The web interface limits the amount of logging information displayed. To view every log entry, access the log files directly through the file system.
You can view the contents of the impalad.INFO log file in the file system. With the default configuration settings, the start of the log file appears as follows:
[user@example impalad]$ pwd /var/log/impalad [user@example impalad]$ more impalad.INFO Log file created at: 2013/01/07 08:42:12 Running on machine: impala.example.com Log line format: [IWEF]mmdd hh:mm:ss.uuuuuu threadid file:line] msg I0107 08:42:12.292155 14876 daemon.cc:34] impalad version 0.4 RELEASE (build 9d7fadca0461ab40b9e9df8cdb47107ec6b27cff) Built on Fri, 21 Dec 2012 12:55:19 PST I0107 08:42:12.292484 14876 daemon.cc:35] Using hostname: impala.example.com I0107 08:42:12.292706 14876 logging.cc:76] Flags (see also /varz are on debug webserver): --dump_ir=false --module_output= --be_port=22000 --classpath= --hostname=impala.example.com
Understanding Impala Log Contents
The logs store information about Impala startup options. This information appears once for each time Impala is started and may include:
- Machine name.
- Impala version number.
- Flags used to start Impala.
- CPU information.
- The number of available disks.
There is information about each job Impala has run. Because each Impala job creates an additional set of data about queries, the amount of job specific data may be very large. Logs may contained detailed information on jobs. These detailed log entries may include:
- The composition of the query.
- The degree of data locality.
- Statistics on data throughput and response times.
Setting Logging Levels
Impala uses the GLOG system, which supports three logging levels. You can adjust the logging levels using the Cloudera Manager Admin Console. You can adjust logging levels without going through the Cloudera Manager Admin Console by exporting variable settings. To change logging settings manually, use a command similar to the following on each node before starting impalad:
For more information on how to configure GLOG, including how to set variable logging levels for different system components, see How To Use Google Logging Library (glog).

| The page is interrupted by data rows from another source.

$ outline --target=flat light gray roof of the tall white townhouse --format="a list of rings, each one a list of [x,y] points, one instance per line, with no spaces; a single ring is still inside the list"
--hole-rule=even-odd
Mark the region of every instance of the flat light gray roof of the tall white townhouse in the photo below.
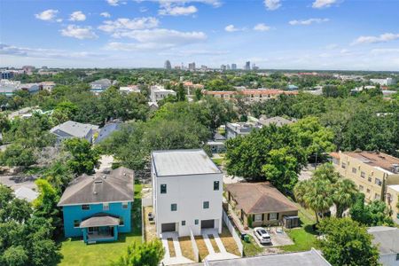
[[[186,176],[219,174],[221,170],[202,149],[154,151],[156,176]]]

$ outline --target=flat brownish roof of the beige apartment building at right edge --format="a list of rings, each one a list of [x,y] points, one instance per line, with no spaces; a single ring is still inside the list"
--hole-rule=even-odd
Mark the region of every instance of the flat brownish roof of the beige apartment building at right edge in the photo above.
[[[357,160],[360,160],[363,163],[368,164],[372,167],[382,168],[385,171],[390,172],[390,175],[395,173],[395,165],[399,167],[399,158],[395,158],[394,156],[388,155],[387,153],[364,151],[348,152],[344,154],[347,154],[349,157],[356,158]]]

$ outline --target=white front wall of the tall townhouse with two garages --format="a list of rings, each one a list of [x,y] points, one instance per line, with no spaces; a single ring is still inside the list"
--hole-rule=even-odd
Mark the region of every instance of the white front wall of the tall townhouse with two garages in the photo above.
[[[214,181],[219,181],[218,191],[214,191]],[[160,194],[160,184],[167,184],[166,194]],[[215,228],[221,232],[222,200],[222,174],[162,177],[153,174],[153,209],[158,235],[162,223],[176,223],[180,237],[189,236],[190,228],[194,235],[200,235],[201,220],[211,219],[215,219]],[[209,208],[203,208],[204,201],[209,201]],[[176,211],[171,211],[172,203],[177,204]]]

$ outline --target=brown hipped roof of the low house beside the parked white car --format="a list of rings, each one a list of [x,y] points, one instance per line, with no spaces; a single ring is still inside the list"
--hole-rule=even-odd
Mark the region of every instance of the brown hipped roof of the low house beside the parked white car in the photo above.
[[[269,182],[226,184],[246,214],[297,211],[298,207]]]

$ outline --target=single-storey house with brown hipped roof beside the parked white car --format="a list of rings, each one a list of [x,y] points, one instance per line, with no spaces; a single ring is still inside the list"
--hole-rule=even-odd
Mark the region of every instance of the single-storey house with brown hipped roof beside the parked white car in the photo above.
[[[226,184],[227,200],[244,226],[298,225],[298,207],[269,182]]]

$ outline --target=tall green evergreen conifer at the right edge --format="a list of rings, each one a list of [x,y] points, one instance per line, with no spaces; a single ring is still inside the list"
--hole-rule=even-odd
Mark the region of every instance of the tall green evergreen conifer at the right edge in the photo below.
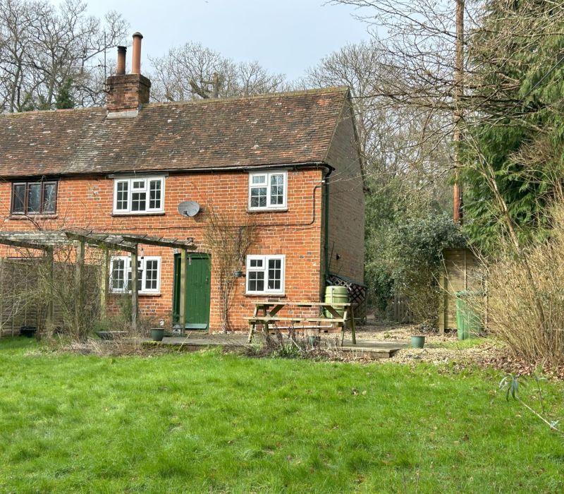
[[[491,0],[470,40],[478,123],[469,123],[465,139],[465,231],[489,253],[509,220],[522,245],[545,238],[546,206],[561,193],[563,10],[534,0]],[[484,169],[507,205],[505,221]]]

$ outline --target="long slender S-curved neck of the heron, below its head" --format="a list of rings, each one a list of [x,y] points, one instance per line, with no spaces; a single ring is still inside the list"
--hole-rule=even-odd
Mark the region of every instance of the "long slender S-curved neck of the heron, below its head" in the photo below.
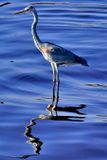
[[[34,40],[34,43],[36,45],[36,47],[41,50],[41,40],[39,39],[39,36],[36,32],[36,26],[37,26],[37,23],[38,23],[38,15],[35,12],[33,12],[33,16],[34,16],[34,20],[33,20],[33,23],[32,23],[32,36],[33,36],[33,40]]]

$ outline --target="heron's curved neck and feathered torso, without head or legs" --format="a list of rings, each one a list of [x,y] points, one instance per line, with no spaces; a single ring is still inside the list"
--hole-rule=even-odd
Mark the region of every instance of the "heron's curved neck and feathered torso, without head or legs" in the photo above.
[[[50,42],[42,42],[36,32],[38,15],[34,8],[33,8],[33,16],[34,16],[34,21],[32,23],[32,28],[31,28],[32,37],[36,47],[43,54],[43,57],[47,61],[49,61],[50,63],[56,63],[57,65],[62,65],[62,64],[71,65],[76,63],[87,65],[85,59],[75,55],[71,51],[68,51],[63,47]]]

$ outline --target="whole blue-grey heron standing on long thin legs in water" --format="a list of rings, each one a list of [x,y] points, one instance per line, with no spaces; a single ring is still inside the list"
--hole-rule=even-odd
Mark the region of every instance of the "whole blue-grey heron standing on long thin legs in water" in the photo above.
[[[86,59],[80,57],[73,52],[50,42],[43,42],[37,34],[38,13],[34,6],[30,5],[22,10],[15,12],[15,14],[22,14],[31,12],[34,19],[31,25],[31,33],[33,41],[37,49],[42,53],[45,60],[47,60],[52,67],[53,72],[53,87],[52,87],[52,102],[49,105],[52,110],[57,110],[59,101],[59,66],[81,64],[88,66]]]

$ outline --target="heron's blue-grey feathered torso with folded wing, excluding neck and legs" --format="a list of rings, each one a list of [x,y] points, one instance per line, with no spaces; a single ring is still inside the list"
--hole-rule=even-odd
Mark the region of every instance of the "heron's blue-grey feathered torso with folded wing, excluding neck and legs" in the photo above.
[[[49,42],[43,43],[42,45],[42,54],[50,63],[56,63],[57,65],[73,65],[77,63],[86,65],[83,62],[83,58],[60,46]]]

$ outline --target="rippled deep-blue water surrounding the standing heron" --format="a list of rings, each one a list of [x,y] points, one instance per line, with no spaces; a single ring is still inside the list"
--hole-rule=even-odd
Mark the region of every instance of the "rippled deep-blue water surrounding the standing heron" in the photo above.
[[[11,2],[0,8],[0,159],[106,160],[107,1],[36,5],[41,39],[90,65],[60,68],[58,117],[46,110],[52,73],[34,46],[33,17],[13,15],[35,1]]]

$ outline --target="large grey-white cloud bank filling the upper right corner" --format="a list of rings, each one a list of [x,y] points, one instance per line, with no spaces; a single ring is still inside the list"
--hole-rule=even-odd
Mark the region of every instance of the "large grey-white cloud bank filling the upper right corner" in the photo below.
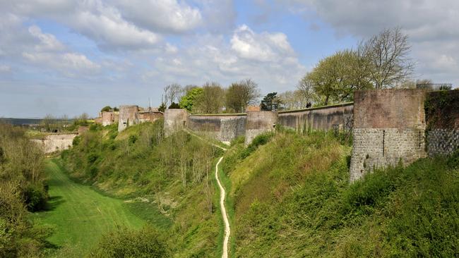
[[[410,37],[417,77],[459,85],[459,1],[278,0],[306,20],[320,19],[338,35],[366,38],[400,26]]]

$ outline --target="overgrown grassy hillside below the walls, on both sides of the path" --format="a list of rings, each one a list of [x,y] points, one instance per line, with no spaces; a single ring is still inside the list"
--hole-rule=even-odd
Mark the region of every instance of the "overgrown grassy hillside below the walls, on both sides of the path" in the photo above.
[[[93,128],[62,154],[71,177],[131,201],[174,257],[218,257],[223,226],[213,177],[222,151],[162,136],[161,121]],[[231,257],[458,254],[458,157],[422,159],[350,185],[350,149],[332,134],[278,130],[225,153]],[[142,201],[143,200],[143,201]],[[167,223],[169,221],[169,223]]]

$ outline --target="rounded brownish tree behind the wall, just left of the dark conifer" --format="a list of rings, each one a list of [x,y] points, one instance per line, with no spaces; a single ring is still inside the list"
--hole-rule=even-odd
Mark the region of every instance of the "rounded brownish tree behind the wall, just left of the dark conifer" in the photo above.
[[[260,96],[258,85],[254,80],[246,79],[232,83],[226,92],[225,103],[229,111],[244,112],[247,105],[254,104]]]

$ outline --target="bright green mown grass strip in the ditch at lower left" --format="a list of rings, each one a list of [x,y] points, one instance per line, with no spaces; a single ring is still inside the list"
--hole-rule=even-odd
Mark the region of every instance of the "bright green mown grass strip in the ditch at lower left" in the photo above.
[[[145,221],[129,211],[121,199],[101,195],[89,185],[74,183],[56,161],[47,161],[49,210],[32,214],[40,224],[55,227],[49,242],[71,246],[77,257],[88,254],[103,233],[117,226],[141,228]]]

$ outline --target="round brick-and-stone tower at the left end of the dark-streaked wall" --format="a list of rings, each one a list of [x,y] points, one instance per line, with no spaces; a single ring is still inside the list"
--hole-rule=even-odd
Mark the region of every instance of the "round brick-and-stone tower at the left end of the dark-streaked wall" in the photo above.
[[[276,123],[278,123],[278,112],[276,111],[248,111],[245,145],[249,145],[257,135],[273,132]]]

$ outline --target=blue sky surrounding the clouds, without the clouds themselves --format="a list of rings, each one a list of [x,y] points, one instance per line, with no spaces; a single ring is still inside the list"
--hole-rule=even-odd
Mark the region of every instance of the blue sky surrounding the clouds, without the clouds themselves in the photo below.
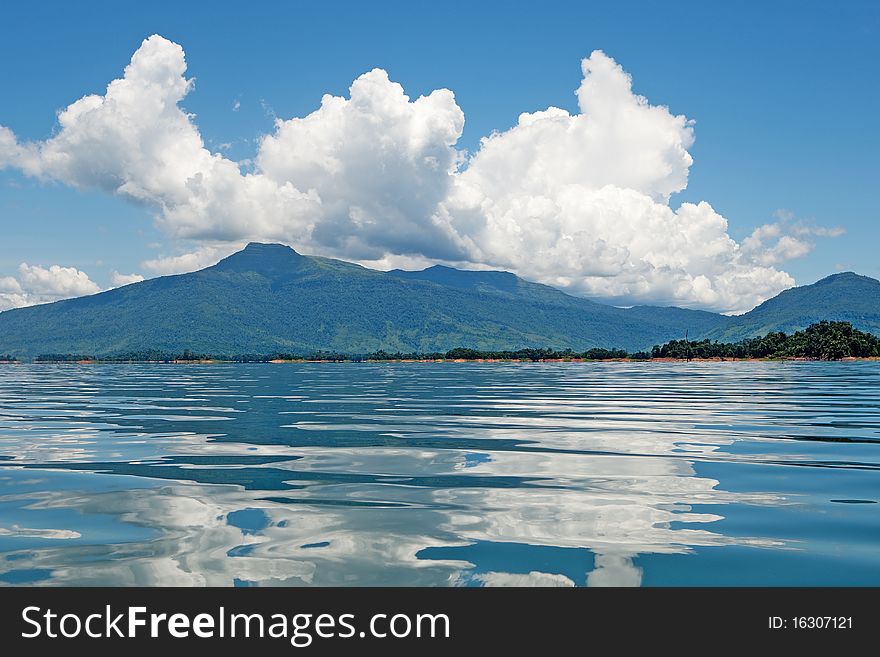
[[[672,194],[673,208],[708,201],[739,243],[778,223],[780,210],[790,217],[786,230],[843,228],[836,237],[814,231],[809,253],[774,266],[799,284],[841,269],[880,276],[877,3],[472,5],[152,2],[123,11],[118,3],[8,3],[0,22],[0,126],[21,143],[50,138],[60,109],[103,94],[143,39],[160,34],[182,46],[186,76],[196,80],[181,106],[195,115],[206,148],[229,159],[254,158],[274,117],[306,116],[323,94],[347,97],[352,81],[374,67],[413,99],[451,89],[465,116],[455,148],[472,154],[481,137],[509,130],[521,112],[552,105],[577,113],[580,61],[600,49],[632,76],[637,94],[695,121],[687,149],[693,165],[687,187]],[[157,227],[156,214],[149,201],[0,170],[0,278],[19,276],[22,262],[75,267],[100,288],[111,285],[113,271],[155,275],[144,261],[204,241]],[[419,254],[398,255],[415,262]],[[370,260],[360,251],[350,257]],[[505,257],[470,259],[518,262]],[[548,276],[526,265],[518,271]],[[604,289],[572,287],[625,296]],[[689,299],[680,301],[701,306]]]

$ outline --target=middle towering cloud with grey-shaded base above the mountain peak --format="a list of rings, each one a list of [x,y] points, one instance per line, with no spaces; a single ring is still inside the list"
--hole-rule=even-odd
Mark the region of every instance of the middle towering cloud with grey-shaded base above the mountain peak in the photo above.
[[[257,170],[277,184],[315,190],[316,245],[353,258],[387,253],[450,258],[458,251],[432,220],[452,182],[464,114],[448,89],[414,101],[373,69],[350,98],[326,95],[305,118],[276,121]]]

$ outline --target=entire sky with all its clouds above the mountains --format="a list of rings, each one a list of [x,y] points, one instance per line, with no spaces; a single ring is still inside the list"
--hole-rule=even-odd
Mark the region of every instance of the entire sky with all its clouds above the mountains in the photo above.
[[[251,240],[720,312],[880,276],[876,2],[6,3],[0,62],[0,310]]]

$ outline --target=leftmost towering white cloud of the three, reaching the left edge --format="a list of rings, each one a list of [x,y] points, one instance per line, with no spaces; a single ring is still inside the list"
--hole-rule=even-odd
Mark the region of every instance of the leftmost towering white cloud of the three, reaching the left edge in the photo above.
[[[308,235],[319,208],[314,194],[242,174],[205,148],[193,117],[178,106],[193,86],[185,71],[183,49],[152,36],[105,95],[84,96],[59,113],[55,136],[19,144],[0,134],[2,162],[152,204],[175,237]]]

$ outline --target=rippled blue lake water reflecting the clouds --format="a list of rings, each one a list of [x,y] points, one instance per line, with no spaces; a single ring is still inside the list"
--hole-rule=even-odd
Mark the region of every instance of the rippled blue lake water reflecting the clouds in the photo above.
[[[880,585],[877,363],[0,367],[0,584]]]

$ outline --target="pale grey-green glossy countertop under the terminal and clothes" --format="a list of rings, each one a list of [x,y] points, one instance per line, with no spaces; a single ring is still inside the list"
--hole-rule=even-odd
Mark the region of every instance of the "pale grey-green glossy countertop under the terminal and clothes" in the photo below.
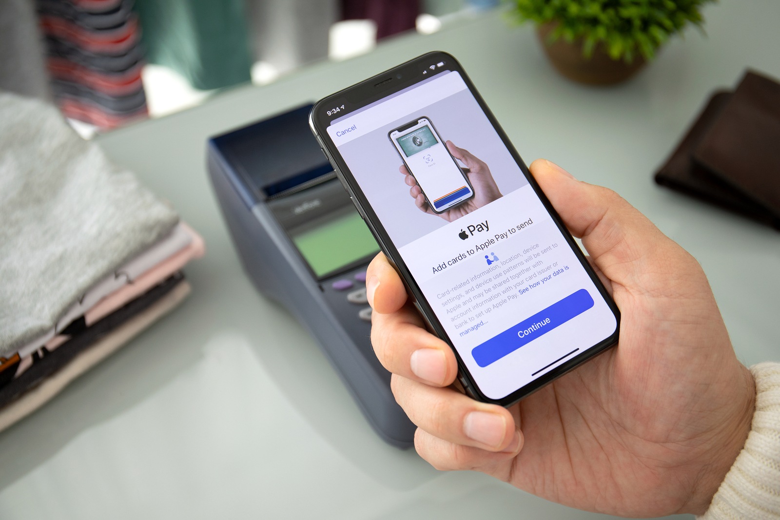
[[[170,200],[207,254],[186,267],[172,315],[0,433],[0,518],[606,518],[471,472],[437,472],[382,442],[315,341],[255,292],[211,193],[209,136],[246,125],[424,51],[463,64],[519,153],[615,189],[696,256],[739,358],[780,359],[780,234],[652,180],[711,91],[747,67],[780,76],[780,3],[706,8],[634,80],[562,79],[530,27],[498,12],[97,141]]]

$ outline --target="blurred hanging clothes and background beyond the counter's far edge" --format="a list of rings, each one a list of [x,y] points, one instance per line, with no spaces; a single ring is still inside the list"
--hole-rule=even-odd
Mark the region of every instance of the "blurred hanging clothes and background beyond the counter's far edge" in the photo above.
[[[499,0],[2,0],[0,90],[51,99],[82,136],[242,83],[431,34]]]

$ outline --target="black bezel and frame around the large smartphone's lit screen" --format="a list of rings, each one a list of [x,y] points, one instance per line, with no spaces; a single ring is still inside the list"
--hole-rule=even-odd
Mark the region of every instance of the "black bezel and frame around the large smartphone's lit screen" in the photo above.
[[[541,200],[544,208],[548,211],[548,214],[550,214],[552,220],[555,222],[555,225],[562,232],[562,235],[566,239],[569,248],[573,250],[577,260],[580,261],[580,264],[587,272],[591,281],[593,281],[595,287],[601,295],[601,298],[604,299],[604,301],[607,303],[607,306],[612,311],[612,314],[615,316],[615,331],[613,331],[612,334],[610,334],[607,338],[600,341],[596,345],[585,349],[584,352],[581,352],[579,355],[574,356],[572,359],[568,359],[561,365],[558,365],[549,372],[544,373],[541,377],[538,377],[530,383],[523,385],[523,387],[519,387],[516,391],[513,391],[511,394],[508,394],[504,398],[500,399],[488,398],[480,391],[478,385],[471,376],[471,373],[466,368],[465,363],[463,363],[463,359],[461,359],[458,350],[453,346],[452,341],[449,339],[448,334],[446,334],[444,327],[441,326],[441,323],[439,322],[438,317],[436,317],[436,314],[431,308],[431,305],[427,302],[427,299],[425,299],[413,275],[406,267],[406,264],[404,264],[401,256],[399,255],[398,249],[395,247],[395,244],[392,242],[388,233],[385,231],[385,228],[378,219],[377,214],[374,213],[374,210],[371,207],[371,203],[369,203],[366,196],[363,194],[363,191],[360,189],[360,186],[356,182],[352,172],[350,172],[349,166],[345,161],[343,161],[341,154],[339,154],[339,150],[335,147],[335,144],[330,139],[330,136],[328,136],[327,128],[330,125],[330,121],[335,118],[328,119],[324,116],[327,107],[340,106],[341,104],[345,104],[348,108],[345,108],[343,113],[339,114],[339,118],[341,118],[344,115],[349,114],[351,111],[363,108],[367,104],[379,101],[383,97],[387,97],[388,95],[394,94],[399,90],[411,87],[415,83],[420,83],[420,81],[427,79],[420,79],[421,71],[424,68],[427,68],[431,63],[438,63],[442,61],[448,65],[444,70],[455,71],[463,78],[463,81],[466,83],[466,87],[468,87],[470,93],[477,101],[477,104],[480,105],[482,111],[484,111],[484,114],[487,116],[488,121],[491,122],[491,125],[494,127],[496,133],[498,133],[498,136],[504,143],[504,146],[507,150],[509,150],[512,158],[514,158],[520,170],[523,172],[523,175],[525,175],[526,179],[528,179],[530,186],[532,189],[534,189],[534,192],[539,197],[539,200]],[[444,70],[440,72],[444,72]],[[428,78],[434,76],[436,75],[434,74],[428,76]],[[399,77],[405,78],[406,80],[398,80],[397,82],[388,81],[390,78]],[[502,406],[513,405],[520,399],[527,397],[528,395],[534,393],[534,391],[539,390],[541,387],[544,387],[558,377],[561,377],[570,370],[573,370],[576,368],[576,366],[580,366],[580,364],[585,363],[587,360],[594,358],[602,352],[605,352],[605,350],[608,348],[617,344],[620,330],[620,311],[617,305],[607,292],[605,286],[601,283],[601,280],[599,280],[594,269],[590,267],[590,264],[585,258],[585,255],[580,250],[580,247],[577,246],[573,236],[571,233],[569,233],[569,230],[566,229],[565,225],[563,225],[563,222],[558,216],[558,213],[555,211],[555,208],[552,207],[552,204],[548,200],[547,196],[545,196],[544,192],[541,191],[541,188],[534,179],[534,176],[530,174],[530,171],[528,170],[522,157],[520,157],[520,155],[517,153],[514,145],[509,140],[509,137],[506,136],[502,126],[498,123],[498,120],[495,118],[495,115],[493,115],[493,112],[490,110],[490,108],[488,108],[488,105],[479,94],[477,88],[474,87],[470,77],[463,70],[463,66],[461,66],[456,58],[454,58],[452,55],[449,55],[443,51],[428,52],[424,55],[418,56],[417,58],[413,58],[408,62],[397,65],[392,69],[388,69],[382,73],[371,76],[371,78],[363,80],[360,83],[356,83],[351,87],[339,90],[339,92],[336,92],[335,94],[324,97],[320,101],[317,101],[316,104],[314,104],[314,108],[312,108],[309,116],[309,123],[312,131],[314,132],[314,136],[317,137],[317,141],[320,143],[320,146],[322,147],[325,155],[328,157],[328,160],[331,161],[331,164],[333,164],[339,179],[341,179],[342,184],[349,192],[349,195],[353,198],[359,213],[361,216],[363,216],[363,220],[366,221],[366,224],[371,229],[371,232],[374,233],[374,238],[377,239],[379,246],[388,257],[388,260],[390,260],[390,263],[393,265],[393,267],[395,267],[395,270],[399,272],[400,278],[402,279],[404,285],[406,285],[406,290],[412,297],[415,306],[417,306],[417,309],[420,310],[420,313],[423,314],[427,324],[429,327],[431,327],[434,333],[437,334],[439,338],[444,340],[450,346],[450,348],[452,348],[452,352],[455,352],[455,356],[458,361],[458,370],[460,376],[459,379],[465,387],[465,390],[471,394],[473,398],[476,398],[479,401],[495,403]]]

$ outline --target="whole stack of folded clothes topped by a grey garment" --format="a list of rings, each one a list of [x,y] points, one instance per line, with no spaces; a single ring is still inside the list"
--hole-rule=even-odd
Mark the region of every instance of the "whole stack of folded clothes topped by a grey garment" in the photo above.
[[[0,430],[172,310],[203,253],[56,108],[0,93]]]

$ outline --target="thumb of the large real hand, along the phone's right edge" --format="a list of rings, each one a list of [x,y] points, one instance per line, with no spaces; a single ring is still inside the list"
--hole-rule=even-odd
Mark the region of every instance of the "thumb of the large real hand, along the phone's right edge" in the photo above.
[[[610,280],[636,286],[637,278],[648,270],[670,264],[670,253],[687,254],[612,189],[580,182],[544,159],[534,161],[530,171],[563,223],[582,239],[594,264]]]

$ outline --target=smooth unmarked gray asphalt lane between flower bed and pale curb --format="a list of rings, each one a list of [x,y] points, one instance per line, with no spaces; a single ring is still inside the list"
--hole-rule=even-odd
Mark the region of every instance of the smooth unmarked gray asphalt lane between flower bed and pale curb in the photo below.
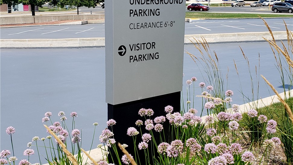
[[[286,44],[286,43],[285,43]],[[279,92],[279,74],[274,67],[274,57],[267,43],[242,43],[244,53],[250,60],[251,68],[258,65],[260,53],[260,74],[264,75]],[[227,89],[234,91],[234,104],[243,103],[240,94],[240,81],[243,92],[251,97],[250,76],[246,62],[242,56],[239,44],[212,44],[220,61],[223,75],[229,67],[229,83]],[[199,56],[192,45],[184,49]],[[240,73],[240,80],[234,69],[233,59]],[[46,137],[41,119],[44,113],[53,113],[52,120],[59,121],[57,113],[64,111],[68,118],[67,127],[71,129],[72,111],[78,113],[76,128],[82,128],[82,147],[89,150],[94,127],[92,123],[99,122],[93,147],[99,144],[98,136],[106,128],[107,104],[105,103],[105,49],[1,49],[1,150],[10,149],[10,136],[3,133],[8,126],[16,128],[12,135],[15,154],[18,160],[25,159],[22,155],[27,149],[26,144],[32,137]],[[184,55],[184,74],[182,84],[186,93],[185,82],[195,76],[199,82],[207,78],[201,65],[198,66],[188,55]],[[203,74],[203,75],[201,75]],[[254,74],[254,71],[252,71]],[[255,77],[255,76],[253,76]],[[133,77],[135,78],[135,77]],[[256,81],[254,80],[256,83]],[[162,82],[162,86],[166,82]],[[208,84],[208,82],[206,82]],[[208,84],[210,85],[210,84]],[[267,97],[271,90],[260,80],[259,97]],[[196,88],[196,94],[201,89]],[[185,93],[183,94],[185,96]],[[272,92],[271,92],[272,93]],[[196,109],[200,111],[201,100],[196,98]],[[148,107],[151,108],[151,107]],[[121,123],[118,123],[121,124]],[[125,130],[126,132],[126,130]],[[41,143],[39,143],[40,145]],[[36,148],[35,146],[33,149]],[[43,148],[39,148],[43,150]],[[37,151],[36,151],[37,152]],[[41,157],[43,162],[43,155]],[[32,163],[38,162],[37,154],[30,157]]]

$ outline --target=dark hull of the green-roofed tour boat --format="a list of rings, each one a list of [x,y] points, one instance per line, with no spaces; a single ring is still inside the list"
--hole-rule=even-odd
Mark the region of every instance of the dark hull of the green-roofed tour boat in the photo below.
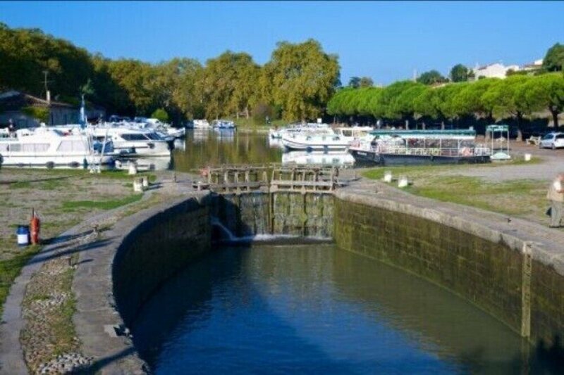
[[[442,165],[490,163],[489,155],[443,156],[376,153],[374,151],[349,150],[357,165]]]

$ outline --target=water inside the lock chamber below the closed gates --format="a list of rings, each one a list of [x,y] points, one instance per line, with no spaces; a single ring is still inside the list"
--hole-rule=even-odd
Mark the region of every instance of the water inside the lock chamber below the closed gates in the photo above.
[[[517,374],[517,334],[456,295],[333,245],[216,250],[145,305],[156,374]],[[532,367],[532,368],[531,368]]]

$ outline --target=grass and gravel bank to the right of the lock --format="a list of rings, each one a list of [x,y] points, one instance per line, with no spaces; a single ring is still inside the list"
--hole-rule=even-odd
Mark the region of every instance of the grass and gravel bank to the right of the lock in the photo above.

Understanding What is Logged at Different Logging Levels
As logging levels increase, the categories of information logged are cumulative. For example, GLOG_v=2 records everything GLOG_v=1 records, as well as additional information.
Increasing logging levels imposes performance overhead and increases log size. Cloudera recommends using GLOG_v=1 for most cases: this level has minimal performance impact but still captures useful troubleshooting information.
Additional information logged at each level is as follows:
- GLOG_v=1 - The default level. Logs information about each connection and query that is initiated to an impalad instance, including runtime profiles.
- GLOG_v=2 - Everything from the previous level plus information for each RPC initiated. This level also records query execution progress information, including details on each file that is read.
- GLOG_v=3 - Everything from the previous level plus logging of every row that is read. This level is only applicable for the most serious troubleshooting and tuning scenarios, because it can produce exceptionally large and detailed log files, potentially leading to its own set of performance and capacity problems.